[Doc-SIG] DPS DTDs

Thu, 13 Sep 2001 01:00:52 -0400

Tony J Ibbs (Tibs) wrote:
> I'll try to explain my point of view, since I'm not sure I
> see yours(!).

Thanks, and 'back atcha'. Writing this intro after writing the bulk
below, I think we may simply be looking at this stuff from different
angles, seeing different silhouettes of the same thing.

Distilled, what I'm saying is:

    I see a fundamental difference between an object representing 'a
    module' and an object representing 'a module's documentation'. The
    trees of the different types of objects may resemble each other in
    shape at first, but the nature of the nodes is very different.

    The tree resulting from the analysis of Python source (the 'parse
    tree') is specific to the 'Python source' input mode of the DPS,
    and will not be seen outside of this context. Therefore there's no
    reason to codify the schema in the generic DTD; outside of the
    PySource input mode, it isn't useful. This parse tree's schema
    certainly should be documented, possibly as a DTD, but separately
    from the document tree DTD.

Please relax and enjoy this message, safe in the knowledge that it's
just idle discussion. Please don't let me stop you from doing your
thing in your own way. I'm sure it will be useful no matter how things
end up.

> To me it doesn't make sense to have an artificial boundary at any
> level - so a docstring that is not parsed would be <literal> text
> (is that the right tag?),

'literal_block' actually. 'literal' is the inline element.

If you represent docstrings this way, how will you distinguish real
literal_blocks from unparsed raw docstrings?

> Now, in ``dps/specs`` you have ``ppdi.dtd``, which certainly
> *looks* to me as if it is doing the same job as I am doing with my
> <py_xxx> tags - that is, extending the DPS nodes tree "outwards"
> from the docstring into the Python code.
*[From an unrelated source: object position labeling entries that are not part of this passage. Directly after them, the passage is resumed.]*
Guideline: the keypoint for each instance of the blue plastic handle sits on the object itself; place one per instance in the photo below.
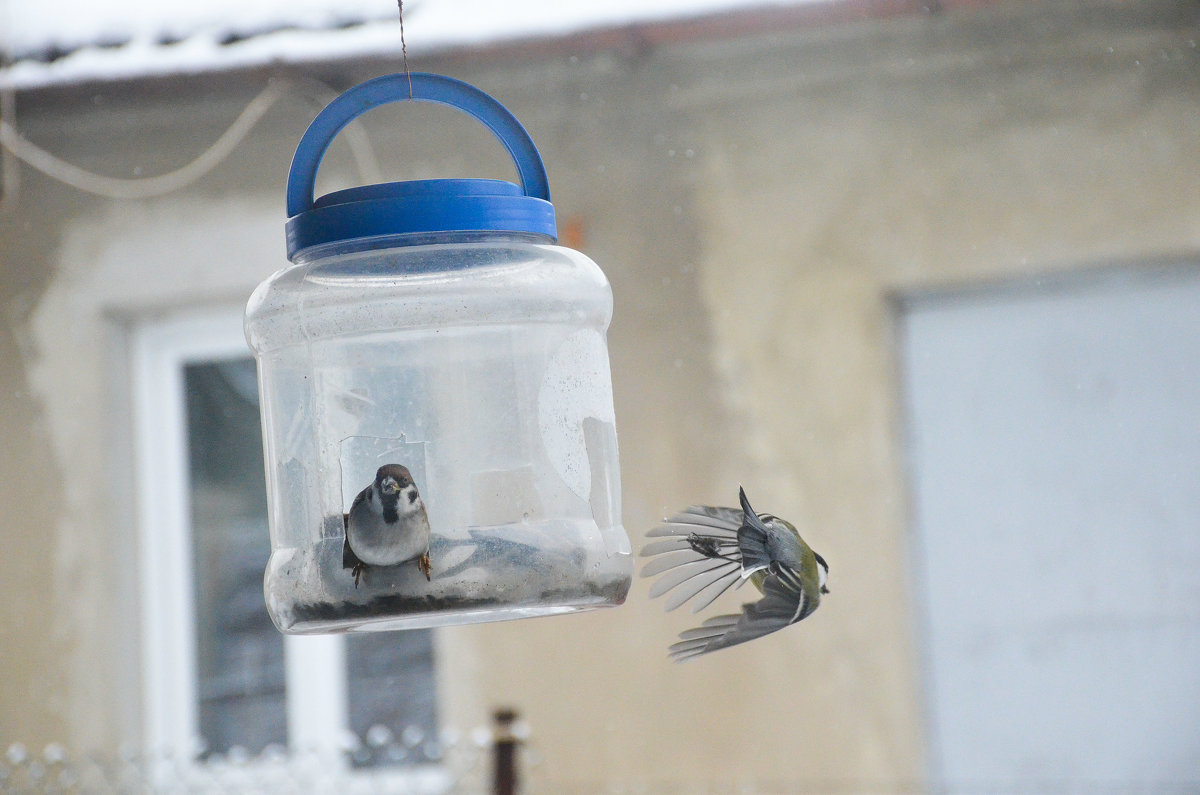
(425, 88)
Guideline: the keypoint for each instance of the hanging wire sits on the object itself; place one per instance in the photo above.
(142, 187)
(54, 167)
(403, 47)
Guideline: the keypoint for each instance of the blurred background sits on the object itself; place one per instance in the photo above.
(923, 276)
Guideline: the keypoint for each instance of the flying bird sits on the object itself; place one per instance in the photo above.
(387, 524)
(705, 551)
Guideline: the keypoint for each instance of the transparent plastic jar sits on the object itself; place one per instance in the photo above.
(435, 326)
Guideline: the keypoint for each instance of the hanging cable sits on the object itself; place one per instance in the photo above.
(54, 167)
(141, 187)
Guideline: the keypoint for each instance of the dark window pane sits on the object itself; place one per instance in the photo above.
(239, 652)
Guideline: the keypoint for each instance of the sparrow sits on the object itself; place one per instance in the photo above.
(387, 524)
(708, 550)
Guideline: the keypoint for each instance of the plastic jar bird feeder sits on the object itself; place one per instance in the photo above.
(433, 324)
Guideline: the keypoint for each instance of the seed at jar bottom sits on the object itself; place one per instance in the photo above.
(480, 574)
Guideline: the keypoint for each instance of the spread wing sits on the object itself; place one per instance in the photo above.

ppdi.dtd is not meant to extend the DPS nodes tree outwards into the
Python code, but to provide specialized elements useful for
*documenting* Python code. It's a subtle distinction but important
IMO. Let's take a simple example::

    # module 'example.py'
    a = 1
    """alphas"""
    b = 2
    """betas"""
    def f(n):
        """Return the f of `n`."""
        return some_expression_involving(n)
    class A:
        """A classy class."""
        def __init__(self):
        """Set up instance attributes."""
            self.count = 0
            """Keep track of things."""

The parse tree might end up looking like this (using indentation to
show structure)::

    [module]
        [name 'example']
        [attribute]
            [name 'a']
            [value 1]
            [docstring """alphas"""]
        [attribute]
            [name 'b']
            [value 2]
            [docstring """betas"""]
        [function]
            [name 'f']
            [parameters]
                [parameter]
                    [name 'n']
            [docstring """Return the f of `n`."""]
        [class]
            [name 'A']
            [docstring """A classy class."""]
            [method]
                [name '__init__']
                [parameters]
                    [self-parameter]
                        [name 'self']
                [docstring """Set up instance attributes."""]
                [attribute]
                    [name 'count']
                    [value 0]
                    [docstring """Keep track of things."""]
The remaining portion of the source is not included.